That was the life! Candlelight, music and song, friends, poetry and a good glass of early 19th century Viennese wine. Make that two glasses. So it’ll be easier to forget about the reality of hardship, poverty, the stench of rats, disease and smell of unromantic death of this early Romantic Era. But let’s return swiftly to the inviting candlelight and “das Lied”.
Ah… Schubert. Master of melody and melancholy. To me, he was the embodiment of his time. A time of dawning change indeed. A time in which young Franz, on his way to his lessons with Salieri, stumbled into grumpy Beethoven in the dark streets of Vienna. Too humble and shy to even introduce himself or even say hello for that matter. Some years later Schubert would be one of the torch-bearers at the deaf master’s funeral.

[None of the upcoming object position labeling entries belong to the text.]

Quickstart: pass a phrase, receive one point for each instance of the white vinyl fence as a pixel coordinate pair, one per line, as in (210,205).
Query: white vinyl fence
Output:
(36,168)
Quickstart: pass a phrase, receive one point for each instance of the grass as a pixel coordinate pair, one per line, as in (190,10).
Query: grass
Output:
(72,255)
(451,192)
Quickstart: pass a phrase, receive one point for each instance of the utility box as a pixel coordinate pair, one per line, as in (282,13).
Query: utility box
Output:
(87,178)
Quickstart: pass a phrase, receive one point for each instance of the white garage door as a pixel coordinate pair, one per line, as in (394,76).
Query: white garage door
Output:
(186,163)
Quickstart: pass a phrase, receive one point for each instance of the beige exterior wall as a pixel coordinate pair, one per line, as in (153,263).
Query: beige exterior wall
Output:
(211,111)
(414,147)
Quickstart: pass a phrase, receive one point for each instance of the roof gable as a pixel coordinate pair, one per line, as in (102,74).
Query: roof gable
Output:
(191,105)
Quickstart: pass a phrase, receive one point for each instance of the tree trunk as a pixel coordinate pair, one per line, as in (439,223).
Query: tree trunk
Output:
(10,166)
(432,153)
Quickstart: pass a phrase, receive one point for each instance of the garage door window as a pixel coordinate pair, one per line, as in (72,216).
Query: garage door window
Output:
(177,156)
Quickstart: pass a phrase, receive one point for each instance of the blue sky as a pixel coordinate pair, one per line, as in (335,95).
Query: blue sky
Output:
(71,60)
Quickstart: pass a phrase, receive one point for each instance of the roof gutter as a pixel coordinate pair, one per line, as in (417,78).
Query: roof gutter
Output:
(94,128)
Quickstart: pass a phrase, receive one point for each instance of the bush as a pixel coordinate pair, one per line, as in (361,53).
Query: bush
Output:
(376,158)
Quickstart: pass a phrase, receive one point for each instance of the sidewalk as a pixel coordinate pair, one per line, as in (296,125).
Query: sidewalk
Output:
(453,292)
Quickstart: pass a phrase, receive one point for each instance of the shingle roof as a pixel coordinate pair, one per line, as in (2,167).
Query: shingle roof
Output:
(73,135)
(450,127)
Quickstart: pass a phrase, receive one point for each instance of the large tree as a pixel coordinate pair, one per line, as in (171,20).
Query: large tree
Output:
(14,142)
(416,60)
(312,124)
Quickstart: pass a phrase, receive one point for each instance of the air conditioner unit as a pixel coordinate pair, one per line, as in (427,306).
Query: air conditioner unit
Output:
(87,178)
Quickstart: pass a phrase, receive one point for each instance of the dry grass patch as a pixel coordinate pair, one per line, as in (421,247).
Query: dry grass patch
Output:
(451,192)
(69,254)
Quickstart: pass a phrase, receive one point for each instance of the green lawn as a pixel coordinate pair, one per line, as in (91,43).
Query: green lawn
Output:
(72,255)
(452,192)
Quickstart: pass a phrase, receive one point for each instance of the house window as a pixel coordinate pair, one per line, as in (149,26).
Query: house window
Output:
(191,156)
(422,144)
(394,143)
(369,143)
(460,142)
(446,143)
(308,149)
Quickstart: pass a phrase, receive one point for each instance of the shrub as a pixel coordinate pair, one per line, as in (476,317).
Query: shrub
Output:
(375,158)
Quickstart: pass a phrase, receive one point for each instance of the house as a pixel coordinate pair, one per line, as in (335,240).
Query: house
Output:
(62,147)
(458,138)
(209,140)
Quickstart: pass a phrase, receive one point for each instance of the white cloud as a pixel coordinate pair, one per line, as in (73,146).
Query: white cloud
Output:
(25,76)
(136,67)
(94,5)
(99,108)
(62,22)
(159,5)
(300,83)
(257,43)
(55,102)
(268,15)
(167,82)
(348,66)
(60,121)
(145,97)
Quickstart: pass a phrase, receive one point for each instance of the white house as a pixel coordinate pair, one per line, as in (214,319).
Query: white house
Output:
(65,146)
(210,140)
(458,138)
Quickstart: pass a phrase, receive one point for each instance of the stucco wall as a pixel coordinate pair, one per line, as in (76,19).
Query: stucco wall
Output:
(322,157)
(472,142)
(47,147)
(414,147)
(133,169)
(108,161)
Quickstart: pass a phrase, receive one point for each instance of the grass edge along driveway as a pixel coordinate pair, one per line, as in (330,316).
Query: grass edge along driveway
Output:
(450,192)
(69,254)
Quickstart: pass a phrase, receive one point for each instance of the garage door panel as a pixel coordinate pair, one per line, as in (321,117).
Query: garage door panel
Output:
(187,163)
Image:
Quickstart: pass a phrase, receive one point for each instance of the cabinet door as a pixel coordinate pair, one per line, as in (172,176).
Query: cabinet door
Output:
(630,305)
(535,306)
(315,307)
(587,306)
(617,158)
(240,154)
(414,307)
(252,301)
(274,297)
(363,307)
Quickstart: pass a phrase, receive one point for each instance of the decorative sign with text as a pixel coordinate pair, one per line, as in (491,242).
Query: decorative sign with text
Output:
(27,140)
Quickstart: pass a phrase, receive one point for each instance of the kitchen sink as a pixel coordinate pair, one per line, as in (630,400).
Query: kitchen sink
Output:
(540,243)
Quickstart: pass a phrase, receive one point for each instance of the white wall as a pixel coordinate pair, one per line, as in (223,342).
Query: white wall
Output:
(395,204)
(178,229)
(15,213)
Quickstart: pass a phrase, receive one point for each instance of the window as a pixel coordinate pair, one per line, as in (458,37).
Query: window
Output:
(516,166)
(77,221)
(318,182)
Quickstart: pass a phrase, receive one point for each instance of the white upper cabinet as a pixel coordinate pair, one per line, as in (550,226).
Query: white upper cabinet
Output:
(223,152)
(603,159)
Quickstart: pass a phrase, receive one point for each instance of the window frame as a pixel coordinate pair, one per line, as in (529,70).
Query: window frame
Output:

Schubert was a true romantic. He had to struggle to earn a living as a teacher. Never met the love of his life and had a very bad health (to put it mildly) at the end of his short life. But nevertheless he found solace in the beauty of the Austrian countryside, poetry and of course his music. And although Schubert only lived to be 31, he composed a vast body of works. More than 600 songs, 9 symphonies, numerous piano solo works and a large quantity of chamber music and more…
Fun with friends
But he couldn’t have done that without the help of many friends and admirers. The appreciation of Schubert’s works was limited during his lifetime, but luckily he found himself surrounded by a group of friends and admirers that supported him in many ways. And one of these ways became a household name in classical music and the arts: the Schubertiade…
A Schubertiade was an informal gathering of friends, sometimes sponsored by his wealthier friends, where there would be music, singing, poetry and performances throughout the day or night. Schubert would play the piano and if he felt confident enough, premiere his new works every now and then. Maybe he handed out sheet music of his songs, put his glass down on the piano and started playing, while his friends sang along. At least, this is how I like to picture it.
The song that you can now listen to could perfectly have been performed at one of these Schubertiades. It’s a so called “Ständchen” which is a serenade to a beloved one for piano, solo voice and small choir. This recording features a fortepiano which, to me, gives it this real early 19th century feel. Like you’re really there. And who wouldn’t like to be!